Cell-Based Flu Vax Not Superior to Egg-Based Vax in Study


Cell culture-based inactivated influenza vaccine (IIV) was not significantly more effective than egg-based IIV against influenza A during the 2017-2018 flu season, a researcher said here.
The relative vaccine effectiveness of cell culture-based IIV versus egg-based IIV against influenza A was 8% (HR 0.92, 95% CI -10% to 23%, P=0.36), but the difference between the two was non-significant, Nicola Klein, MD, of Kaiser Permanente in Oakland, California, reported.
Klein said that reports from the CDC indicated that vaccine effectiveness (VE) against the predominant strain in the 2017-2018 season, influenza A (H3N2), was around 24% on average.

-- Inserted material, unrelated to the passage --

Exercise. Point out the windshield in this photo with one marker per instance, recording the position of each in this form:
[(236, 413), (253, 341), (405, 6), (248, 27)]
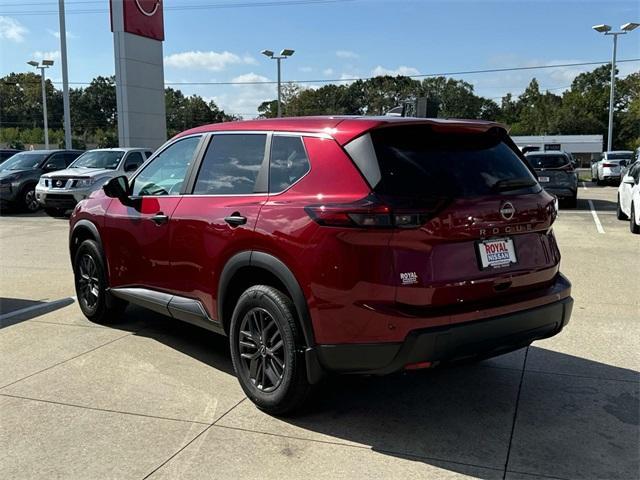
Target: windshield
[(417, 162), (23, 161), (99, 159), (547, 161)]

She added that “this lower-than-expected VE was hypothesized to be partially related to genetic changes arising in the vaccine during passage in eggs,” and that this “raises the question of whether cell-culture based inactivated influenza vaccines are more effective.”
In a separate video interview unrelated to the study, William Schaffner, MD, professor of preventive medicine and infectious diseases at Vanderbilt University in Nashville, spoke in general about upcoming advances in flu vaccines — characterizing the current flu vaccine as “good, but not great.” Schaffner touched on the hope surrounding new technologies, such as cell-based vaccines.
“[These] vaccines are going to be created, not in the ancient way of manufacturing them in eggs, but in other modalities. It’s really kind of remarkable — that might get us better antigens,” he told MedPage Today. “Anything we can do to improve the quality of the vaccine I think will lead to … more enthusiasm on the part of the provider to actually get everybody vaccinated.”
Klein and colleagues examined the effectiveness of the currently available cell culture-based IIV Flucelvax (manufactured by Seqirus) as compared with an egg-based IIV among members of Kaiser Permanente Northern California (KPNC), ages 4-64 years. Members were followed through the end of the the 2017-2018 influenza season, disenrollment from KPNC or death. A positive influenza PCR test was defined as influenza positive.
They compared both vaccines in a head-to-head comparison (relative vaccine effectiveness), as well as each vaccine separately with unvaccinated individuals (absolute vaccine effectiveness).
Overall, there were over 3 million total people, ages 4-64, in the study, with about 1 million vaccinated. Of those vaccinated, about 8.3% received cell culture-based IIV.
Moreover, there were about 5,800 who were influenza A-positive and about 70% of those were unvaccinated. About a quarter received egg-based vaccine and 2.4% received cell culture-based vaccine.
While there was no significant difference between vaccine types, when compared with unvaccinated persons, absolute vaccine effectiveness of cell culture-based vaccine (31.7%, 95% CI 18.7%-42.6%, P<0.0001) and egg-based IIV (20.1%, 95% CI 14.5%-25.4%, P<0.0001) was significantly higher for both for influenza A.
Researchers also compared both relative and absolute vaccine effectiveness against influenza B. While relative vaccine effectiveness of the cell-culture based vaccine was 39.6% (95% CI 27.9%-49.3%, P<0.0001), this was compared with the egg-based trivalent vaccine, which contained B virus of Victoria lineage.
Absolute vaccine effectiveness was 40.9% versus unvaccinated people for cell-cultured based vaccine (95% CI 30.0%-50.1%, P<0.0001), but 9.7% for the egg-based trivalent vaccine (95% CI 3.5%-15.6%, P=0.0028).
However, Klein said that 83% of B viruses in Northern California were Yamagata strain, so these numbers were “about what we’d expect, given what circulated in the season.”
She concluded that the data hinted that cell culture-based vaccine was “moderately more effective” against influenza A than egg-based vaccines, but the difference was non-significant, and that this vaccine provided “good effectiveness” against influenza B.
“Ongoing monitoring of vaccine effectiveness is crucial, but most of all, we need better vaccines,” Klein said.
The study was partially supported by the Department of Health and Human Services, the Office of the Assistant Secretary for Preparedness and Response, and the Biomedical Advanced Research and Development Authority (BARDA).
Klein disclosed support from Sanofi Pasteur, GlaxoSmithKline, Pfizer, Merck, Protein Sciences (now Sanofi Pasteur), MedImmune, and Dynavax.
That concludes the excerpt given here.